Дождь прошёл, но тьма, окутанная могильною тишиной, казалась ещё плотнее и непрогляднее. Напряжённый слух не улавливал ни единого шороха жизни. Не тревожили даже шаги дозорных стрельцов, укрывшихся в вежах[25] от непогоды.
Первым поднялся Неупокой.
— Абие и починать! — объявил он решительно и разбил людишек на три отряда. — Како станем посереду и краям, тако свистом первую весть возвестим. А по второму свисту жги, не мешкая!
Промокшие насквозь холопи послушно поползли в разные стороны.
Короткий свист прорезал насторожённую мглу.
Сбившиеся в кучку стрельцы мирно дремали в веже. Один из них лениво встал, но, выглянув на улицу, вернулся поспешно к товарищам. Зябко поёживаясь от пронизывающей сырости, он нахлобучил на глаза шапку и сочно зевнул.
— А? Кличут, никак? — сквозь сон промычал сосед в тотчас же стих.
Чёрными призраками неслышно сновали холопи, ощупью добывая солому.
Неупокой переждал немного и дважды оглушительно свистнул.
Стрельцы вскочили и, толкая друг друга, выбежали из вежи.
Но предупредить пожар уже было поздно. В разных концах слободы, низко над землёй, поползли зловещие алые змейки. Они вытягивались истомно, набухали, прыгали игриво всё выше и дальше, переплетаясь чудовищными живыми жгутами. Соломенные крыши смачно запыхтели искрящимися трубками, высоко выплёвывая в небо клубы чёрного дыма.
— Горим!
Отчаянными криками, воплями детей, голосистыми бабьими причитаниями загомонила слобода.
В диком страхе метались по улице, точно загнанные в ловушку звери, теряющие рассудок люди.
С улюлюканьем, свистом и гоготаньем бросились холопи в охваченные полымем избы.
* * *
Нагруженные слободским добром, людишки боярские возвращались лесом домой. Васька отказался от своей доли полотна, кож, полуобгоревшей утвари и одежды, поменяв это добро на огромного барана, мушерму молока и пышную ковригу ржаного медвяно пропахнувшего хлеба.
Ночную темь то и дело рвали сухие выстрелы и песни стрел. Но в лес стрельцы не решались идти.
В ближайшую губу скакал с донесением ратник.
В глухой чаще головной отряд холопей, под воеводством Неупокоя, расположился на пир. Устроившись в медвежьей берлоге, людишки вкатили туда три бочонка с вином.
Неупокой ударил обухом оскорда по днищу.
— Пей, душа разбойная!
Шапками, пригоршнями, лаптями, перепачканными в глину и грязь, черпали холопи и с весёлыми прибаутками пили вино. Изголодавшиеся рты жадно тянулись к хлебу, салу и луку. Зубы по-волчьи разрывали истекающее тёплою кровью сырое мясо. Ничего не выбросили из берлоги пирующие: требуха, копыта, изглоданные кости — всё бережливо набивалось за пазухи и в рогожи, про запас на близкие чёрные дни.
— Пей, веселись! — орал пьянеющий Неупокой и тыкался головой в бочонок.
Кто-то завертелся на одной ноге и вдруг ударил шапкою оземь.
— Песню, други, сыграем! И затянул разудало:
Уж как бьют-то добра молодца на правеже!Что на правеже ево бьют,Что нагова бьют, босова и без пояса…
Остальные подхватили с присвистом и дружно:
Правят с молодца казну да монастырскую!..

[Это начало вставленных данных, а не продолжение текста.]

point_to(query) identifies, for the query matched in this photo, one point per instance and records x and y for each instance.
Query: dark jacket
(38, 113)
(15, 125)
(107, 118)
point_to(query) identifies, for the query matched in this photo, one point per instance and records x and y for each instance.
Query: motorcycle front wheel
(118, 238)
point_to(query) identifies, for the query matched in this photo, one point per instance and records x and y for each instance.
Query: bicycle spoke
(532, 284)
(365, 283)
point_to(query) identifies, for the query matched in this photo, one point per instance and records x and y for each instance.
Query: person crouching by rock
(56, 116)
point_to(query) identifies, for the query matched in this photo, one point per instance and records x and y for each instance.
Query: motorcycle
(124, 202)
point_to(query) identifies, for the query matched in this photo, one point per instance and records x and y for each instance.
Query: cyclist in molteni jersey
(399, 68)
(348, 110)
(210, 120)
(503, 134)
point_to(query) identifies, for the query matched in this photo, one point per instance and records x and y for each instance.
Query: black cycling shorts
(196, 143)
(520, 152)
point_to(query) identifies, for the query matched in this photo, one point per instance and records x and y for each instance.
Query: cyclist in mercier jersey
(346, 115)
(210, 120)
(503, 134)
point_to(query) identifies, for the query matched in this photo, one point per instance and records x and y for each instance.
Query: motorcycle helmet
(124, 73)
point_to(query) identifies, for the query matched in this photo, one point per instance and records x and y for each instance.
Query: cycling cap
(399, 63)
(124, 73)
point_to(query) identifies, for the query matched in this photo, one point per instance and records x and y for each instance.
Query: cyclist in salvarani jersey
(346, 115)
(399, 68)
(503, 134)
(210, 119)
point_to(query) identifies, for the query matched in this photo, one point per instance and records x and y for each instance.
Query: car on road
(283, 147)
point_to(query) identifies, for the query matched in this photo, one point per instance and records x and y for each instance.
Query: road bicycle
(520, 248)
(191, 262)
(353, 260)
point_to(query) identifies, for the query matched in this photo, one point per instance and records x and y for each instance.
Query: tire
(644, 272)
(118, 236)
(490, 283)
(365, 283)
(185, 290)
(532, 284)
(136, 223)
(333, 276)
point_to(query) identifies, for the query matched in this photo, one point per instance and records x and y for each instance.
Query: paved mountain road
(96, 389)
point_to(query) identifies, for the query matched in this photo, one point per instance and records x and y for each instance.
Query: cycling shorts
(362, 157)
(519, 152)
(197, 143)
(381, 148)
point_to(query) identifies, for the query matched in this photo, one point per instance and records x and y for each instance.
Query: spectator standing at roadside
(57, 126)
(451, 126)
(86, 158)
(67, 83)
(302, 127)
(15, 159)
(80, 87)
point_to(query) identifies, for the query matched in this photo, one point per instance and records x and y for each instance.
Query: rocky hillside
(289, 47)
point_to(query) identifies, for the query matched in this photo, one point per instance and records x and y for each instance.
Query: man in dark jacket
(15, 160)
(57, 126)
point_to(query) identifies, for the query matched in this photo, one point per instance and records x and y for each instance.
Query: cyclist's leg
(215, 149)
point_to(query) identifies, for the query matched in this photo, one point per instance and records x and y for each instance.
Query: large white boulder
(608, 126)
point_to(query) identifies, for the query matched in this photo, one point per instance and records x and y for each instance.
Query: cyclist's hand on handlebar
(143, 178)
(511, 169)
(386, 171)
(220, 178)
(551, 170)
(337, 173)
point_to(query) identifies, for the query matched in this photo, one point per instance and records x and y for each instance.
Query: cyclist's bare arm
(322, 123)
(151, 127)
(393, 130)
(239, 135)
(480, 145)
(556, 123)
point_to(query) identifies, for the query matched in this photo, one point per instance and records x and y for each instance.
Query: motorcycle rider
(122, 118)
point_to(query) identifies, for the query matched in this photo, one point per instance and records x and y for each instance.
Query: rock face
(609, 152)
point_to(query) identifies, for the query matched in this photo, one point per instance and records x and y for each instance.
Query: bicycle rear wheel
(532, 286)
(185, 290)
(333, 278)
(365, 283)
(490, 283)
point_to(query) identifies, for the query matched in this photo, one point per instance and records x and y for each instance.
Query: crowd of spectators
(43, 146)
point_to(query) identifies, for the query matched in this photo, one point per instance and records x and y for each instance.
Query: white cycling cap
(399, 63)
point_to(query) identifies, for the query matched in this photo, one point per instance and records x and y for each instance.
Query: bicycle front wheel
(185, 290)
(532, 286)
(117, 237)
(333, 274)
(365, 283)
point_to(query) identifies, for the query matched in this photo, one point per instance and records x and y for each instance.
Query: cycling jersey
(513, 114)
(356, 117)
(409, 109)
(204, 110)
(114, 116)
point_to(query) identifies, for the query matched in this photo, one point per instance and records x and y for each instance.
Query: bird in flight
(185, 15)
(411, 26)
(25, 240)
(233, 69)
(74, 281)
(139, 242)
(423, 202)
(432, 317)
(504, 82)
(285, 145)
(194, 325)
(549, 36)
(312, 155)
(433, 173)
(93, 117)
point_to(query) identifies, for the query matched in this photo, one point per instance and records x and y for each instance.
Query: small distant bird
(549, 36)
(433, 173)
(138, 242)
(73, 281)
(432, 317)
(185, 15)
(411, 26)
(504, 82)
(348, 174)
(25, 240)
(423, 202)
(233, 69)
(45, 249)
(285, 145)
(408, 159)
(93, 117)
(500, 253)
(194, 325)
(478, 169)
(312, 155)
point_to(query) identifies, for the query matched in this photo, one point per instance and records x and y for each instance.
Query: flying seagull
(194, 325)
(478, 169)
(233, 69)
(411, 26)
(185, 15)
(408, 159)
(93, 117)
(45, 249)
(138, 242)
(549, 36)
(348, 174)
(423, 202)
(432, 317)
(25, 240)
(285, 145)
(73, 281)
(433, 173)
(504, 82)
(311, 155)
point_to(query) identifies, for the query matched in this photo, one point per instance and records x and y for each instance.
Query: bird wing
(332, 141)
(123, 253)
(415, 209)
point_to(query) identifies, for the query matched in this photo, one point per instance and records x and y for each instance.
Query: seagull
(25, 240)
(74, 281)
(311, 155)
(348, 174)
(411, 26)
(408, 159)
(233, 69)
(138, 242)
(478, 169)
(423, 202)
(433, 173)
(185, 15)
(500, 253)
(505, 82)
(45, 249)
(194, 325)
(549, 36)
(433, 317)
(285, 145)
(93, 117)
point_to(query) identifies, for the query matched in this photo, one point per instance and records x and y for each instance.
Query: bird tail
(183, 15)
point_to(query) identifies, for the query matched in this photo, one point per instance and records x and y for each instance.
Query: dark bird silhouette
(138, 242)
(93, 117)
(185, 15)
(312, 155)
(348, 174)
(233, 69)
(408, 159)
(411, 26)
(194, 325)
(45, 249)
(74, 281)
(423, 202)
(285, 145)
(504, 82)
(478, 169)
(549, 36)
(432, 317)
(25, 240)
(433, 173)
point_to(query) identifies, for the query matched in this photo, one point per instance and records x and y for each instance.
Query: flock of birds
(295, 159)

Неупокой вскочил на опрокинутый пустой бочонок и залился тоненькой трелью:
А случилось ехать посередь торгуПреславному царю Ивану Васильевичу!

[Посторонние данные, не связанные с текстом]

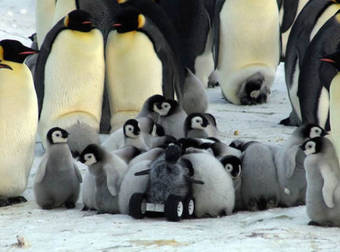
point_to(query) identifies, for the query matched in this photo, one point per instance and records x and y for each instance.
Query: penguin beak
(327, 60)
(4, 66)
(145, 172)
(28, 52)
(87, 22)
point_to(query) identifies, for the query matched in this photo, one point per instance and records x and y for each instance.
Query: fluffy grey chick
(217, 196)
(290, 169)
(169, 176)
(81, 135)
(233, 165)
(260, 189)
(323, 182)
(172, 118)
(58, 179)
(109, 171)
(195, 98)
(133, 135)
(200, 125)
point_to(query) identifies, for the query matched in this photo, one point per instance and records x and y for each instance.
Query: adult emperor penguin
(70, 74)
(19, 110)
(289, 11)
(310, 20)
(193, 22)
(323, 187)
(140, 63)
(249, 50)
(334, 98)
(315, 76)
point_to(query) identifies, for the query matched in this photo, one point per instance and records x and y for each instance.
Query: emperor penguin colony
(140, 69)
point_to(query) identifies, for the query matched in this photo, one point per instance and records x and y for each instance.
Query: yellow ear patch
(141, 21)
(1, 52)
(66, 21)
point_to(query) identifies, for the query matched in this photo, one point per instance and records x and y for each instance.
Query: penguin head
(128, 19)
(312, 130)
(312, 146)
(154, 101)
(232, 164)
(157, 130)
(57, 135)
(79, 20)
(131, 128)
(91, 155)
(13, 50)
(166, 108)
(333, 59)
(196, 121)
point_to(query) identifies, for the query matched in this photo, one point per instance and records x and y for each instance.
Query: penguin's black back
(298, 41)
(191, 21)
(324, 43)
(289, 12)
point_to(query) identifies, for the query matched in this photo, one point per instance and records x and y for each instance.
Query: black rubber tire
(189, 208)
(174, 208)
(136, 208)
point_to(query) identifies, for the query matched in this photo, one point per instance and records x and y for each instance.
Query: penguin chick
(232, 164)
(116, 139)
(127, 153)
(81, 135)
(323, 187)
(133, 136)
(148, 107)
(260, 189)
(169, 176)
(156, 137)
(58, 179)
(220, 149)
(172, 118)
(199, 125)
(289, 164)
(109, 171)
(217, 196)
(133, 184)
(195, 98)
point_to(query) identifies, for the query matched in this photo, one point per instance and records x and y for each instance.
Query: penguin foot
(272, 203)
(85, 208)
(252, 205)
(70, 205)
(12, 201)
(213, 84)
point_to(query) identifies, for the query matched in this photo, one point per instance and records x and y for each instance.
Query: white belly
(74, 81)
(245, 45)
(62, 8)
(334, 110)
(329, 12)
(285, 36)
(294, 89)
(134, 73)
(18, 126)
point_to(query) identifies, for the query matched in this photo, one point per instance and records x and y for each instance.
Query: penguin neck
(335, 112)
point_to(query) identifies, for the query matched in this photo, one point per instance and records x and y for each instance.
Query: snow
(74, 230)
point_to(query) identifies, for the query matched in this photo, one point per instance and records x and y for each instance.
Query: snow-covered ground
(73, 230)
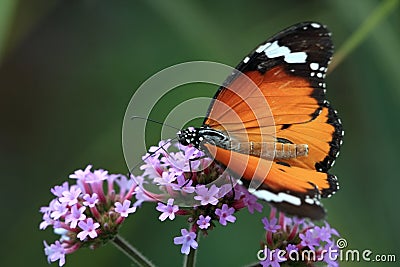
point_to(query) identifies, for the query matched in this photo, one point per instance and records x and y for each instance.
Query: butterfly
(270, 125)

Затопали молодецки холопи, понеслись в пляске разгульной и вдруг остановились, притихли. По щекам потянулись пьяные слёзы. Они угрюмо затянули на один надоедливый лад:
Уж како смилостивился надёжа-царь,Утёр слёзы добру молодцу на правеже:— Не печалься, не кручинься, смерд,Свобожу тебя словом царскиим…
Неупокой взмахнул рукой. Оборвалась тягучая песня. Людишки осовело уставились на тёмный лес.
— Не, должно почудилось, братцы, — успокаивающе подмигнул коновод и снова рассыпался звонкою трелью:
Жалую тя, молодец, во чистом поле,Что двумя тебя столбами, да дубовыми,Уж как третьей перекладинкой кленового…
И тихим шелестом кончил, уронив на грудь голову;
А четвёртой, четвёртою тебя — петелькой шёлковою…
Уверенно, гуськом шли стрельцы на голоса.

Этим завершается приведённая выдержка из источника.